Paul has also done a nice job integrating a monitor stand, a through hole for the keyboard, etc. and a power switch for the pc on the outside of the case.
Jan 26, 2013
Lots of progress since the last update several parts made successfully, and I'm working out tooling and tool table issues. I worked on the Z axis today, confirming that an inch in software really does equal an inch in real life. Some issues:
- Having both switches as home + limit min sometimes makes homing not work, as the "first" home switch is the one configured to be used when homing. If this is not the proper one to use, the home process will override the limit switches and run off the end.
- There was independently an issue with the with the X limit switch where at the max limit the min limit switch was sometimes triggering as well. The switch needed to be adjusted a bit to resolve this.
Tasks to do:
- Increase the Z max velocity, attempt to increase the max acceleration.
- Determine a sensible Z=0 relative to some part of the cross slide.
- Document the tool table meanings.
- Document a new tool procedure, including "Machine->zero coordinate systems->P1 G54" before tool adjustment.
- Add a USB extender cable to be able to use a thumb drive to transfer files.
Feb 2, 2013
More good progress, first large test queen part. Learned that I probably need to keep the roughing tolerance at tool radius + some small amount rather than just the tolerance itself. First one-hour cut was a bust due to the roughing cuts being tool close.
April 6, 2013
Taught the Beta 2 version of the class to Joe, Josh, Micah and Mark. Two hour class. The curriculum is getting there, need more software examples and more things worked out through the software path.
TODO hardware
- X Take the front panel and USB connectors off of the front of the case and figure out how to attach the external components to the PC (power, keyboard, mouse, monitor, external USB)

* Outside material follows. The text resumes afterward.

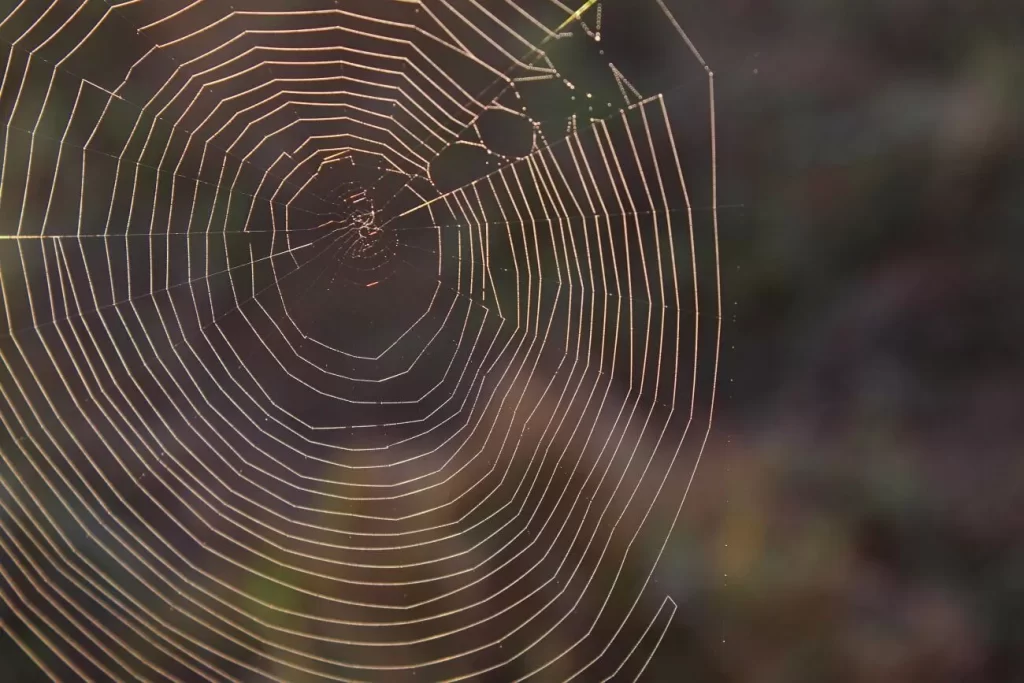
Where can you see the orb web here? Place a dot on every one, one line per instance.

- Figure out an approach for powering the PC, should it boot when the machine boots or independently.
- X Test the spindle at speed signal working (why is it always red -- answer: no pyvcl pin mapped by default?). Filed as a bug: https://sourceforge.net/tracker/?func=detail&aid=3592225&group_id=6744&atid=106744
- X Integrate a PID loop to the spindle control.
- X Integrate the limit switches
- Integrate estop
- Integrate machine on, perhaps add a relay inline
- X Look at the stepper drive configuration for current and microstepping to try and make the stepper drives smoother.
- X Configure proper stepper scaling for both X and Z and confirm with a dial indicator
- X Figure out and configure the correct spindle and spindle encoder scaling
- X Wire up a forward/reverse signal for the spindle, configure such that negative voltages cannot be generated
- X Order, make or print a 3mm pitch 52 slot 6mm bore encoder pulley
- X Mount another DIN rail for the DC bus
- X DIN mount the isolated I/O card
- X Trace out the limit switches to see if they are functional
- X If so, wire them to the the isolated input card, probably with +12V pullup.
- X Confirm the default plane is XZ
- Add space bar as a pause (see sheetcake project for steps)
TODO Software
There are several next steps with CamBam and software integration:
- Document the constant surface speed spindle setting, how to do it manually
- Investigate if there is a CamBam-based way of doing constant surface speed
- Investigate what it would take to create the proper tool configuration in CamBam (zero diameter, proper tool description) matching the actual lathe tools
- Can we provide a machining op style? Is that too much "magic"?
- Figure out how to do negative X moves in a CamBam tool path
- Provide a table of reasonable Al speeds and feeds, plunge depths, etc.
- Is there a way to change the post-processor or tool/machining OP headers/footers to add G43 on tool changes?
- Is there a way to change the post-processor or tool/machining OP headers/footers to add G41/G42 on right/left hand cutting?
- Figure out how to do a parting operation in CamBam (fake drill op in XZ plane?)
- Create a documented demo of a chess pawn from nothing to completed part.
- Put the rest of the tools in the LCNC tool table and calibrate them (straight on 60 degree, threading tool, parting tool, others)
- Document the settings in the tool table and how they can be adjusted properly to tweak slightly wrong tool alignment.
- Consider ordering a 20/70 degree tool for testing.
- Determine how we would do facing and boring operations using CamBam.
- Test threading and document common threading cases, specific diameters and pitches for ANSI and pipe threads.